08/10/2018 às 09h24min - Atualizada em 08/10/2018 às 09h24min

Eleições 2018: decepção e tristeza

ALEXANDRE HENRY
Encerro o 1º turno das eleições 2018 com quase 39°C de febre, no sentido literal da palavra. E encerro triste e decepcionado, embora esse sentimento negativo não tenha nada a ver com esse mal estar trazido pela alta temperatura do corpo. Decepcionado com o país ter escolhido para o 2º turno dois candidatos bem controversos? Também não. Claro, todo mundo tem as suas preferências políticas, mas o meu pesar passa longe do desempenho de Bolsonaro e de Haddad.

Sinto-me mal ao final dessa etapa eleitoral por conta das notícias falsas e, principalmente, do fato de tantas pessoas repassarem conteúdos claramente mentirosos. Eu olho ao redor e vejo familiares, amigos, conhecidos, enfim, muita gente apertando o botão de “encaminhar” sem qualquer reflexão. O problema se agrava quando noto quem são esses repassadores de bobagens. Mais do que pessoas conhecidas, muitos são médicos, professores universitários com doutorado, juízes, advogados, empresários bem sucedidos, engenheiros e toda uma gama de cidadãos que você certamente consideraria como “bem informados”.

Li outro dia em uma revista que esse fenômeno se chama “viés de confirmação”. Deve ter outros nomes, mas gostei desse aí. A reportagem esclarece que, quanto mais comprometido você está com uma teoria (no sentido amplo da palavra “teoria”), mais tende a ignorar evidências contrárias. Diz ainda a revista: “Há até uma região cerebral, o córtex pré-frontal dorsolateral, cuja função é suprimir informações que a mente considere ‘indesejadas’. Tem mais: nosso cérebro libera uma descarga de dopamina, neurotransmissor ligado à sensação de prazer, quando recebemos informações que confirmam nossas crenças. Somos programados para não mudar de opinião. Mesmo que isso signifique acreditar em coisas que não são verdade”.

A explicação é interessante e faz todo sentido quando você olha, principalmente, as bolhas criadas pelas redes sociais, as quais contribuem de maneira substancial para esse fenômeno a ponto de algumas pessoas passarem o dia repassando mensagens que enaltecem seu candidato ou denigrem o adversário, por mais absurdas que sejam.

Mas, essa explicação científica não retira a minha decepção com as pessoas que vi fazendo isso. Como um professor relativamente jovem da Universidade Federal de Uberlândia, com doutorado e, em tese, uma excelente capacidade de raciocínio, repassa bizarrices? Como uma pessoa de quase 70 anos, com toda uma carga de vida e uma boa formação educacional, toca adiante informações que não fazem a mínima lógica para quem tem um mínimo de consciência? Será que tantos sois e tantas luas não serviram de nada? O que a vida ensinou para uma pessoa assim? Que papel tem a educação, inclusive a superior, no despertar da racionalidade humana, no estímulo ao bom senso, quando tantos donos de portentosos diplomas universitários se prestam a um papel tão pobre?

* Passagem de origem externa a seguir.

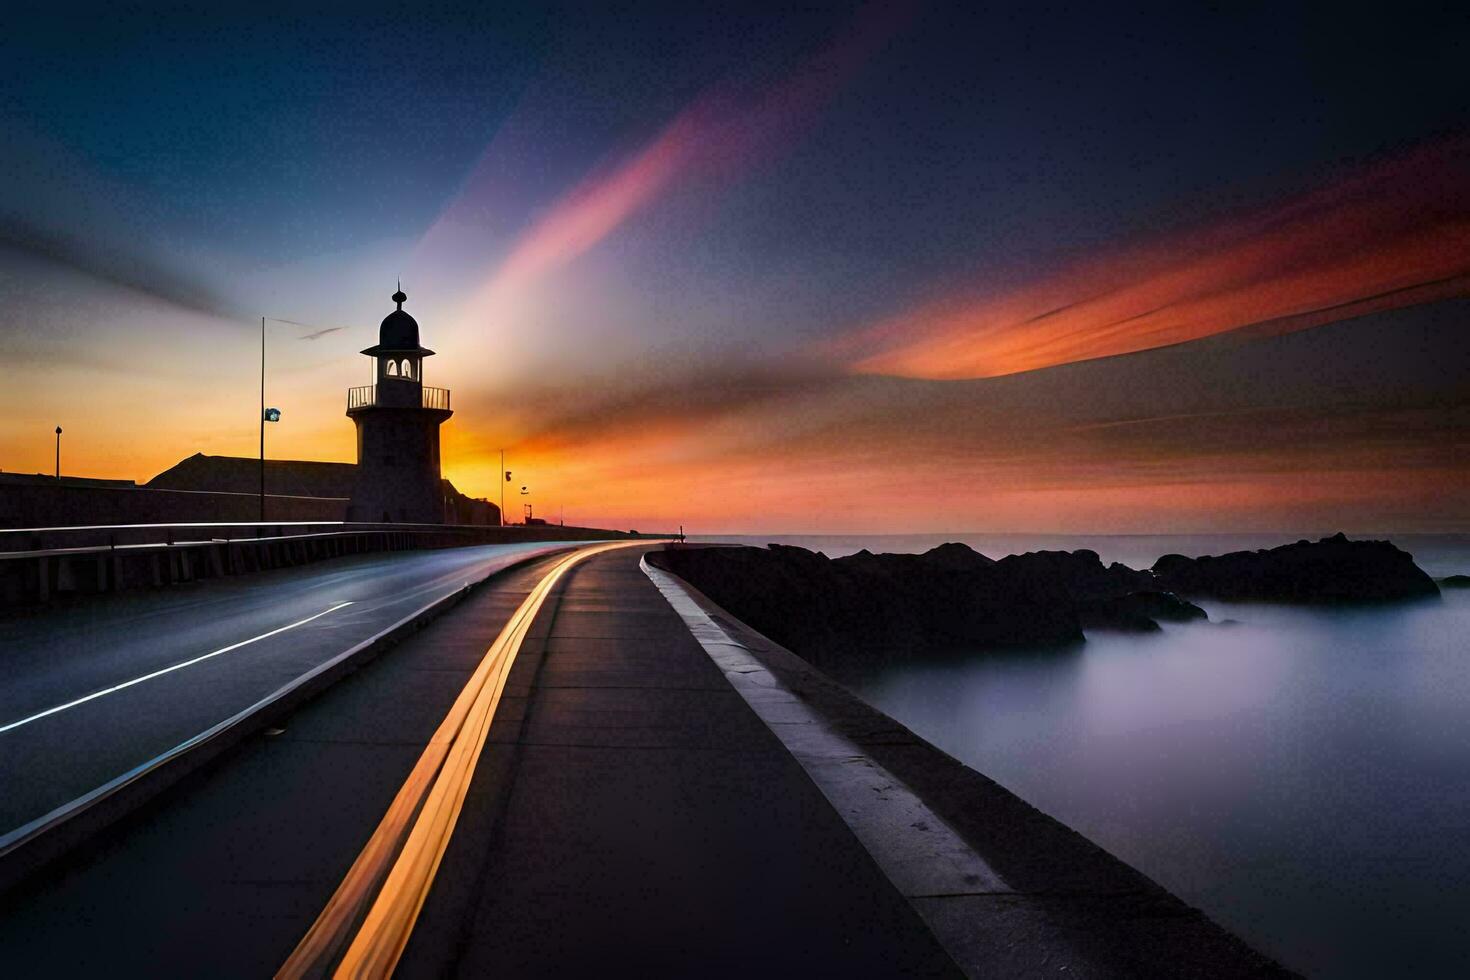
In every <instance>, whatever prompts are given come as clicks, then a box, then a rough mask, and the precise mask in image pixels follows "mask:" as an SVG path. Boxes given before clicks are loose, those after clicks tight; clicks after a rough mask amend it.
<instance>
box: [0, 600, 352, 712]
mask: <svg viewBox="0 0 1470 980" xmlns="http://www.w3.org/2000/svg"><path fill="white" fill-rule="evenodd" d="M345 605H351V601H347V602H338V604H337V605H332V607H331V608H325V610H322V611H320V613H318V614H315V616H307V617H306V619H304V620H297V621H294V623H290V624H288V626H281V627H278V629H273V630H270V632H269V633H260V636H251V638H250V639H243V641H240V642H238V644H231V645H229V646H221V648H219V649H215V651H210V652H207V654H201V655H198V657H194V658H193V660H185V661H184V663H181V664H173V666H172V667H165V669H162V670H154V671H153V673H147V674H143V676H141V677H134V679H132V680H123V682H122V683H121V685H113V686H110V688H104V689H101V691H94V692H93V693H90V695H87V696H84V698H76V699H75V701H68V702H66V704H59V705H56V707H54V708H47V710H46V711H37V713H35V714H32V716H31V717H28V718H21V720H19V721H10V723H9V724H3V726H0V735H4V733H6V732H9V730H10V729H18V727H21V726H22V724H29V723H31V721H40V720H41V718H44V717H49V716H53V714H56V713H59V711H66V710H68V708H75V707H76V705H79V704H87V702H88V701H96V699H97V698H103V696H106V695H109V693H116V692H119V691H122V689H125V688H131V686H134V685H141V683H143V682H144V680H153V679H154V677H162V676H163V674H169V673H173V671H175V670H184V669H185V667H193V666H194V664H197V663H203V661H206V660H210V658H212V657H219V655H221V654H228V652H229V651H232V649H240V648H241V646H248V645H250V644H257V642H260V641H262V639H270V638H272V636H276V635H279V633H284V632H287V630H288V629H295V627H297V626H306V624H307V623H310V621H312V620H319V619H322V617H323V616H326V614H328V613H335V611H337V610H340V608H343V607H345Z"/></svg>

A minha lamentação não é uma questão pessoal desinteressante para o resto da humanidade. Ao contrário: reflete um grave problema social. Se parcela tão “esclarecida” da população não demonstra a menor capacidade de enxergar o que há de falso por traz de uma mensagem, como as tantas que vi, para onde estamos caminhando? Que mundo é esse que o que mais importa é o que eu acredito e não a verdade? Que maturidade emocional estamos passando para os nossos filhos quando nos deixamos ser guiados o dia todo pela dopamina?

Vou continuar acompanhando tudo nesse 2º turno. Decepcionei-me tanto que, há uma semana, decidi não me manifestar mais em grupos de redes sociais sobre questões políticas, nem ficar publicando no Facebook. Não, não saí de nenhum grupo, por mais barbaridade que eu tenha lido (e continue lendo). Não sou desses que prefere enfiar a cabeça na areia. Eu quero saber o que está acontecendo, até para entender por que as pessoas se comportam assim. Deixar de comentar me fez bem, estou mais calmo, olho menos o celular, embora não tenha deixado de passar raiva. O segundo turno vem aí e vou continuar acompanhando, com um grãozinho de esperança, bem lá no fundo, de que essas pessoas mudem de atitude. Mas, confesso que a chance da minha decepção aumentar é gigantesca. A razão, ao que tudo indica, saiu de férias e não tem data para voltar.